In Missouri, where abortion is banned at all states of pregnancy, supporters of abortion are moving to add a constitutional amendment that would keep the state from “infringing” on a woman’s “right to reproductive freedom.” In Nebraska, where abortion is banned after the first 12 weeks of pregnancy, pro-death advocates are moving to allow abortion up to the moment of birth.

In Nevada, where abortion is allowed up to 24 weeks of pregnancy, abortion advocates are moving to enshrine a woman’s “right to reproductive freedom” in that state’s constitution. In New York, abortion supporters have already placed on the November ballot language that would bar the state from discriminating against “pregnancy, pregnancy outcomes, and reproductive health care and autonomy.”
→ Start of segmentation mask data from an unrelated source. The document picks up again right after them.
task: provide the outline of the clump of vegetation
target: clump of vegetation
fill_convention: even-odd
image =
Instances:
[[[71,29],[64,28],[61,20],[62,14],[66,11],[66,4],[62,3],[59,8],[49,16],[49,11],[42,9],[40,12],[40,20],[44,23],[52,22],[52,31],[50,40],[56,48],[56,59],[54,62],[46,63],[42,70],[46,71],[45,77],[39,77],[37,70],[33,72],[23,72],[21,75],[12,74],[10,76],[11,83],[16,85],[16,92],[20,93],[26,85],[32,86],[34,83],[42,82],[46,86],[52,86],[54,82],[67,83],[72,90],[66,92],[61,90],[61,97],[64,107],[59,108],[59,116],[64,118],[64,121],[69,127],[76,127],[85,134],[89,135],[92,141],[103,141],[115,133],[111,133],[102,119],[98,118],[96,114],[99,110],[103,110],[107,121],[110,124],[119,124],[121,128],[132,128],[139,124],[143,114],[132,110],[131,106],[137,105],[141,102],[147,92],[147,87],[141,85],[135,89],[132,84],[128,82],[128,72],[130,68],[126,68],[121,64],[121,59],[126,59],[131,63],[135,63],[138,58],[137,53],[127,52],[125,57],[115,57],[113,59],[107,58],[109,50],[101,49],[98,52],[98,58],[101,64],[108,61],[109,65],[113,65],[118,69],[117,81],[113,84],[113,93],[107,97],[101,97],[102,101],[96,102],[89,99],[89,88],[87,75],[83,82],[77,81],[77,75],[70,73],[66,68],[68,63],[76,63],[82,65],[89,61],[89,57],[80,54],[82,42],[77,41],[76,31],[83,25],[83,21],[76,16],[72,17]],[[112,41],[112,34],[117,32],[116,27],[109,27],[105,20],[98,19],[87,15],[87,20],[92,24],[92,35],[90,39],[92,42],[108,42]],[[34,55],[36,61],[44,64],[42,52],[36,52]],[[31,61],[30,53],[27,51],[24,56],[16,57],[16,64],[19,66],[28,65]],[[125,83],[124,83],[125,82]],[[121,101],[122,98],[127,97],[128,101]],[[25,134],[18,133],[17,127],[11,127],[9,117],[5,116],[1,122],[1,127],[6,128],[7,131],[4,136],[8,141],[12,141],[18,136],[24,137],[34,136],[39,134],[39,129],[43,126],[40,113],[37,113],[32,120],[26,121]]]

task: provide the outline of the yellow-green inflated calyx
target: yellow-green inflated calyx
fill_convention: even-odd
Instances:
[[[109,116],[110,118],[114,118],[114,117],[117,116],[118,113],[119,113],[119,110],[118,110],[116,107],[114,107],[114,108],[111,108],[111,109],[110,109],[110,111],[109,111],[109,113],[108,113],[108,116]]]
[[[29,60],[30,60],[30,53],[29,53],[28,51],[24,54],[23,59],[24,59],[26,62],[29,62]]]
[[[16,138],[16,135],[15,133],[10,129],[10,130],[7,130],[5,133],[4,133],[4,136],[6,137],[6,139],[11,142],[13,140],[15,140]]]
In South Dakota, where abortion is banned at all stages of pregnancy, a movement is afoot to repeal that ban and replace it with a much broader rule allowing abortion at each stage of pregnancy. And, in Washington, where abortion is already allowed until “viability,” Democratic Governor Jay Inslee has pushed lawmakers to add a question on the November ballot regarding changing the state’s constitution to “protect” access to abortion.

Speakers at the March for Life include those who recognize that the issue isn’t so much political as it is cultural, that politics is “downstream” from the culture and that that is where the real battle needs to be fought. They include Speaker of the House Mike Johnson (R-La.), Jim Daly (president and CEO of Focus on the Family), and Greg Laurie, pastor of Harvest Christian Fellowship.

Following the March for Life, Christian ministry Faith & Liberty will host “Prayers & Remembrance: Victims of Roe” on the west side of the Supreme Court building. It will take place on Monday, January 22, National Sanctity of Human Life Day, to remember the holocaust that began with the Supreme Court’s faulty ruling in Roe v. Wade that was announced 51 years ago, on January 22, 1973.